Ждать в итоге пришлось недолго. Около одиннадцати распахнулась парадная дверь и оба священника ступили на гранитное полукружье, венчавшее лестницу. Джун подалась вперед, словно бегун перед стартом — казалось, она вот-вот взлетит, превратится в живой снаряд. Она молчала, и Том вглядывался в ее лицо, пытаясь разгадать ее намерения. Священники спустились с крыльца, оба в прозрачных дождевиках поверх черных сутан и, кажется, в тяжелых черных ботинках — если он не ошибся, увидев их мельком из-под сутан, когда священники, спускаясь по лестнице, осторожно приподняли подолы, словно девочки за игрой в королев. Если бы выпал им случай встретиться с английской королевой, как бы они ее поприветствовали — поклонились или присели бы в реверансе? Они двинулись по ухоженной гравиевой дорожке, беззаботно смеясь и переговариваясь вполголоса, сели в трехколесную малолитражку и укатили.
— Узнаешь его, Джун?
— Том, Том, поедем, поедем следом.
Значит, узнала.
— Но Джун, стоит ли? Мы же не знаем, куда они. Может, по магазинам. — Он был уже отравлен, отравлен паникой.
— Думаешь, они сами по магазинам ходят? Да черта с два! Едем, едем за ними. Скорей, а то упустим… Скорей, скорей.

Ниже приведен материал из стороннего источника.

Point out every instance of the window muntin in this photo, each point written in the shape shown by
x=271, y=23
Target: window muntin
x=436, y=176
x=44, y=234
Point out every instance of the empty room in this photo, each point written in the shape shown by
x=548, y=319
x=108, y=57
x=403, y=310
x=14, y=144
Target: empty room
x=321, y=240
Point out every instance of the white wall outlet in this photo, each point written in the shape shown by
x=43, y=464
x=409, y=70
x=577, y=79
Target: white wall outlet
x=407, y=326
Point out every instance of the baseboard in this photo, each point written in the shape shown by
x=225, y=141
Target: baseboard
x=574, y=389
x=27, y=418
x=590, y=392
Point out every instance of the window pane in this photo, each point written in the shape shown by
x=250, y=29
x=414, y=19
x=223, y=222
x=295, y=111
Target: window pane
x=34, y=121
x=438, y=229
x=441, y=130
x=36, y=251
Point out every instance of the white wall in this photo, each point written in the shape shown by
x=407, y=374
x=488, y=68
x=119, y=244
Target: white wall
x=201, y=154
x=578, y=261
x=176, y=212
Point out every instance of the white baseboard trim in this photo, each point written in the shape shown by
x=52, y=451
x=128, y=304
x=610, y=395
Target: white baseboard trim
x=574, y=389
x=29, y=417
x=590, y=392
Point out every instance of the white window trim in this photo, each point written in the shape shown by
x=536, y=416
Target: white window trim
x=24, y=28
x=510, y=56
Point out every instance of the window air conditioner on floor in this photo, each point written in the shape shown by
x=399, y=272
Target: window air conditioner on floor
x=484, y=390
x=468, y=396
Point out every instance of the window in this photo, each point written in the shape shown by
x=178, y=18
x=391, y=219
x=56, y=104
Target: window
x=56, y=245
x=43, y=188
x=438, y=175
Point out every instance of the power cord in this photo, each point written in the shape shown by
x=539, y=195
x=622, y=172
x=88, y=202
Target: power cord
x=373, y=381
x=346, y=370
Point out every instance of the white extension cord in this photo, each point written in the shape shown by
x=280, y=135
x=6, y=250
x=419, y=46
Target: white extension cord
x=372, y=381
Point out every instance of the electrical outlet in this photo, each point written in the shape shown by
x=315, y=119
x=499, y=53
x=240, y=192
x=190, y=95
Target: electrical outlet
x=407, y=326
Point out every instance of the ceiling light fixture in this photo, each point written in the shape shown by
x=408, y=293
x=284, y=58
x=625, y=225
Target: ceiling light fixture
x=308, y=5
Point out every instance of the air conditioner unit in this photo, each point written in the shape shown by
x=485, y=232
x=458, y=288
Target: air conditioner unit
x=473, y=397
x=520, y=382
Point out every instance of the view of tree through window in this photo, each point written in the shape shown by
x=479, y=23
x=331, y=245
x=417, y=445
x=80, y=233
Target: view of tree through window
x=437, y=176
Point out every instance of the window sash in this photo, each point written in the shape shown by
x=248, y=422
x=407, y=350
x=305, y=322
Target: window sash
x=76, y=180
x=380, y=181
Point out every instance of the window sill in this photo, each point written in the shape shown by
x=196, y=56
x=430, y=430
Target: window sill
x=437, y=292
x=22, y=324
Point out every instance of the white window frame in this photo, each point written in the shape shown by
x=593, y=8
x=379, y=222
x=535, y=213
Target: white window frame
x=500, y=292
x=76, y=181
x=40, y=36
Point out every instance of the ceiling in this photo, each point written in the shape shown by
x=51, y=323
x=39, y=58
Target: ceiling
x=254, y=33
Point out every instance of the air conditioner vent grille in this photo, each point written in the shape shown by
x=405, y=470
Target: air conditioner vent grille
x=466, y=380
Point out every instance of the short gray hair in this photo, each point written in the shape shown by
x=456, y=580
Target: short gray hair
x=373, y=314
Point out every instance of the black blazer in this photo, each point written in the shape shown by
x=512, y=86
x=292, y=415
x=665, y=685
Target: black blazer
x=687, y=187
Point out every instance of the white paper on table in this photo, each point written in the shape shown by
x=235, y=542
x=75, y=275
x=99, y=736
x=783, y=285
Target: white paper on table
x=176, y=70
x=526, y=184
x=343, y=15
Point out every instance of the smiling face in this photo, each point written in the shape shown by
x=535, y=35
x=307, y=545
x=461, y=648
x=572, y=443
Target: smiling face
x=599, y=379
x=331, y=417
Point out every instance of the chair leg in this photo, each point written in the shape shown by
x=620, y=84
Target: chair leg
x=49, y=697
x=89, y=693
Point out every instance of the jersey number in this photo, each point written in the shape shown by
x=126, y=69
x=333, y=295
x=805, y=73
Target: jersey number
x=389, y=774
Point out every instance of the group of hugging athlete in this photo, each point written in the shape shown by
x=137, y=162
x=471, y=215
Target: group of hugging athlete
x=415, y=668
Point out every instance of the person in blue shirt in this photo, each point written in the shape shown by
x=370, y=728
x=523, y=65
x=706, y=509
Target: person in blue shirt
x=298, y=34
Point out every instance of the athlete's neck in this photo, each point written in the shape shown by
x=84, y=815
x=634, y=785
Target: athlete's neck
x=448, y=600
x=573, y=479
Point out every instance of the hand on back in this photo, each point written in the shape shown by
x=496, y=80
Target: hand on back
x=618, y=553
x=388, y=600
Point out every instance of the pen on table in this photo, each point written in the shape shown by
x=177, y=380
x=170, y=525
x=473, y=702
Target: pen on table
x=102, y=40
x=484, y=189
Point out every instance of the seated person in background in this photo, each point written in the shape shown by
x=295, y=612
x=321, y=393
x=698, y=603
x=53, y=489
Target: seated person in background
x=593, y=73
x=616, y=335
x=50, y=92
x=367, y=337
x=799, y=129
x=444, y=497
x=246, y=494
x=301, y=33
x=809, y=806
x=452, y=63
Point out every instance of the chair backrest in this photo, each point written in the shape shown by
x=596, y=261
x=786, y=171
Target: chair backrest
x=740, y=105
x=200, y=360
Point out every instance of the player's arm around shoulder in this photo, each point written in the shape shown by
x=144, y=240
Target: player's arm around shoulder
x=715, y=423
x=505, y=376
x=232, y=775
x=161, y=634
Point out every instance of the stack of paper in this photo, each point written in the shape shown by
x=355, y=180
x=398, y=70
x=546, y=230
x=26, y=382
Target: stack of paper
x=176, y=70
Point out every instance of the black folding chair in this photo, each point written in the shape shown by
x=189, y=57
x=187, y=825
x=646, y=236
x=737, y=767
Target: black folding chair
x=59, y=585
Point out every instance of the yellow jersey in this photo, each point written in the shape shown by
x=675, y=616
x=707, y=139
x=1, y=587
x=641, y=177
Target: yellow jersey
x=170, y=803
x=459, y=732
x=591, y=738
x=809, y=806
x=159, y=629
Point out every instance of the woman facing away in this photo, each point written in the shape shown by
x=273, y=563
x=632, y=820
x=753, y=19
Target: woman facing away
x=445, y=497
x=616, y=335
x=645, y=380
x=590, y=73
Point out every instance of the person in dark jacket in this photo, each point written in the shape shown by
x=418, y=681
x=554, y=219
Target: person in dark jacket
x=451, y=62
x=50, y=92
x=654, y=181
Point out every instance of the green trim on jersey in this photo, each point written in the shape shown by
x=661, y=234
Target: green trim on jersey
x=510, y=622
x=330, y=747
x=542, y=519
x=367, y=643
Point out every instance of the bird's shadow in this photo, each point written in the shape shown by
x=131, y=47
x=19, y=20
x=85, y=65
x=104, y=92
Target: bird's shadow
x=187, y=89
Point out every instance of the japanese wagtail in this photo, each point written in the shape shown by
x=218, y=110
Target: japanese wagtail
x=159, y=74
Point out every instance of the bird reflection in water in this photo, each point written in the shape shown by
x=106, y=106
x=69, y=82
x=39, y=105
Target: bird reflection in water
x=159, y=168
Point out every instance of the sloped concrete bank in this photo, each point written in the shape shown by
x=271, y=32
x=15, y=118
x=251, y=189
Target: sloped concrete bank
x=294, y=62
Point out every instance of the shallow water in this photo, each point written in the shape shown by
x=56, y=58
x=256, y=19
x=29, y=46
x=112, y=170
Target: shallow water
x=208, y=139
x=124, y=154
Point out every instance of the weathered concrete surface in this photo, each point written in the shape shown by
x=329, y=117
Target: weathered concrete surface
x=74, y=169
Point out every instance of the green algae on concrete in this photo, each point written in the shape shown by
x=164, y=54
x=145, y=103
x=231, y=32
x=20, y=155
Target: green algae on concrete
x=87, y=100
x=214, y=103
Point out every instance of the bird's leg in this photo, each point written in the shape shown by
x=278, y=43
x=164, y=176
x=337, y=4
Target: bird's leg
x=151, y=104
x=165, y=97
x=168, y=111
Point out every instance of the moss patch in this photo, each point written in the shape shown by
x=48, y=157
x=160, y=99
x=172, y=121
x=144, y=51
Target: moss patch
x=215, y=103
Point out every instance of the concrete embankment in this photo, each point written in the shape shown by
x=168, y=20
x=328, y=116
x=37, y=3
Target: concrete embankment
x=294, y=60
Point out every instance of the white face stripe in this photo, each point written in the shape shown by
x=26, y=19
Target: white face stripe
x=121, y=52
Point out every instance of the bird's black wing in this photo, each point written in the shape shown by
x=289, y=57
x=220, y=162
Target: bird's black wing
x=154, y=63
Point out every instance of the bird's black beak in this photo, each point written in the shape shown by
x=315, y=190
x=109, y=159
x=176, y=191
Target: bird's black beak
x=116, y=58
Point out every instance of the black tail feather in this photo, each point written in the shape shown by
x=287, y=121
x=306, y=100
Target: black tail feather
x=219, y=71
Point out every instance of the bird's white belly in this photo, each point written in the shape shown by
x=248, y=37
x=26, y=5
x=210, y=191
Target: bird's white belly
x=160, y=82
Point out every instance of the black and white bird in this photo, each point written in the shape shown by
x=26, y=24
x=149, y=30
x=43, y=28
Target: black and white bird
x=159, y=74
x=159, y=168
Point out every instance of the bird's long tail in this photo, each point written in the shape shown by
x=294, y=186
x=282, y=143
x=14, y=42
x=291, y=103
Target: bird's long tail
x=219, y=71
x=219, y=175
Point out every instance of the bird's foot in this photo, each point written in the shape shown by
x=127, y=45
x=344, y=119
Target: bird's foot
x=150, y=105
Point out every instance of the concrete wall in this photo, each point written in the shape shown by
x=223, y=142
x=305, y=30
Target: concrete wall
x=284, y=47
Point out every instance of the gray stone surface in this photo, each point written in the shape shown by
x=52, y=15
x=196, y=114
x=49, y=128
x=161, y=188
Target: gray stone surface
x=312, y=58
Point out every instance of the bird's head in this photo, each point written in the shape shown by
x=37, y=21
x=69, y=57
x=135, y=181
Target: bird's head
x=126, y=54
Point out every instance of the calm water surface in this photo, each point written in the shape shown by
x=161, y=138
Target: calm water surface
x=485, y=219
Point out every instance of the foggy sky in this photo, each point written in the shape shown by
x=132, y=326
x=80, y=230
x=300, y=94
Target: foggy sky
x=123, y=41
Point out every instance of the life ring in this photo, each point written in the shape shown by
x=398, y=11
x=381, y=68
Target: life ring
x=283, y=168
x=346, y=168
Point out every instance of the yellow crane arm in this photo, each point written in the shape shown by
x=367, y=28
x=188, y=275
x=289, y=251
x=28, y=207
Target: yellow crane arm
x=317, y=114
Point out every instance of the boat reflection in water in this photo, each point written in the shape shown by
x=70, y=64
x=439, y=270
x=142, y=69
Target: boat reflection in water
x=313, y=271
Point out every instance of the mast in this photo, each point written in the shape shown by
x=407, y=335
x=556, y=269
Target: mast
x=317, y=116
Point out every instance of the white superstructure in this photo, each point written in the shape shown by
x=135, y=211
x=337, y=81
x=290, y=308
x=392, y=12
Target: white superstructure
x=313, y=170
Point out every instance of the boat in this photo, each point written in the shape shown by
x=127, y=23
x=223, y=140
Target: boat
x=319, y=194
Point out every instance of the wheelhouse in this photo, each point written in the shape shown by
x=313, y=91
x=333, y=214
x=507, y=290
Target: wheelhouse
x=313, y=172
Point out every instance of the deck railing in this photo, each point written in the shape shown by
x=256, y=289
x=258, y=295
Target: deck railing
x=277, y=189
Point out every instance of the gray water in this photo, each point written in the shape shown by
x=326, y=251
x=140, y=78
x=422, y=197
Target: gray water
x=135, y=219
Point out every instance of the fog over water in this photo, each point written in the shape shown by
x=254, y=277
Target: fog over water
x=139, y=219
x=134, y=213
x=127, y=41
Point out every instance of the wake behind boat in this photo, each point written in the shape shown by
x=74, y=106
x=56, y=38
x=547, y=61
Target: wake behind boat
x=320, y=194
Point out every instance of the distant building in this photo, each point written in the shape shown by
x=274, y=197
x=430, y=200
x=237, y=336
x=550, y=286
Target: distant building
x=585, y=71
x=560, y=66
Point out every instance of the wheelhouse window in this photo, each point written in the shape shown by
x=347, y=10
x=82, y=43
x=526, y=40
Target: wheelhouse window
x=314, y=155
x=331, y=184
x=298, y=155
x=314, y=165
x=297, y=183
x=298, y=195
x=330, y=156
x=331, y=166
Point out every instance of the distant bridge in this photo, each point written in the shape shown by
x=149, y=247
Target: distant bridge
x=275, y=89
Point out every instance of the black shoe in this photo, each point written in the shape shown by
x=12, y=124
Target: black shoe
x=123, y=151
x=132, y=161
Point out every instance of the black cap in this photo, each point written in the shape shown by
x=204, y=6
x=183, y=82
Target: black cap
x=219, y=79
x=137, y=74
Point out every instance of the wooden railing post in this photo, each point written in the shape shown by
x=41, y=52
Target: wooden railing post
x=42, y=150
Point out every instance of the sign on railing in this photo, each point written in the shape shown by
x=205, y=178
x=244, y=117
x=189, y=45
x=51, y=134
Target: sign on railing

Том вывел зеленую машину на гладкое, залитое светом шоссе и пустился в погоню. Висеть у них на хвосте труда не составляло, ему не впервой. Он почему-то задумался, лежит ли в багажнике “смит и вессон” — была у него дурная привычка держать его там, хоть и не положено, но все же. Впрочем, оружие вряд ли понадобится. А в остальном рассудок его был замутнен, словно окно, куда солнечный свет падает под неправильным углом. Это все ради Джун, повторял он снова и снова, шептал, словно мантру, ради Джун. А этот гад в дурацкой машине, похожей на лягушачью икринку, в которой чернеет, точно головастик, его башка, эта тварь, что мигает поворотником, то правым, то левым, выезжает из города, ползет вверх по склону, едет в горы — это и есть тот мерзкий, грязный, жестокий, развратный подонок, который сгубил ее, беззащитную девочку, измывался над ней день за днем, сделал ее своей вещью, игрушкой. В Томе пробудился хищник — волк, леопард: теперь он был на охоте; он вжался в сиденье; он держался от них на нужном расстоянии — и не подумают, что он у них на хвосте. У него было все отработано — сколько раз он гнался за ворами, наркодилерами и прочими негодяями, — но такой погони в его жизни еще не было. Для начала, он не привык посвящать в свою работу Джун. Семь миль, что пролегали между Динсгрейнджем и Дублином, отделяли Джун от каждодневных опасностей его службы. К опасностям он относился спокойно. Бывший вояка, за свою жизнь он повидал немало крови. Он лез в самое пекло из потребности кого-то защищать, которую ощущал всем сердцем и не мог облечь в слова — но ни разу он не брал с собой Джун, не видел ее на соседнем сиденье, не чувствовал рядом ее тепло. Даже на своей машине он на задания ни разу не ездил — ни разу, черт подери. Все это было невероятно странно и, что ни говори, страшно. И почему-то весело. Интересно, так чувствуешь себя, когда вкалываешь в вену героин? Грозит ли ей опасность? Что она затевает? Здесь ли револьвер? Чего она от него хочет?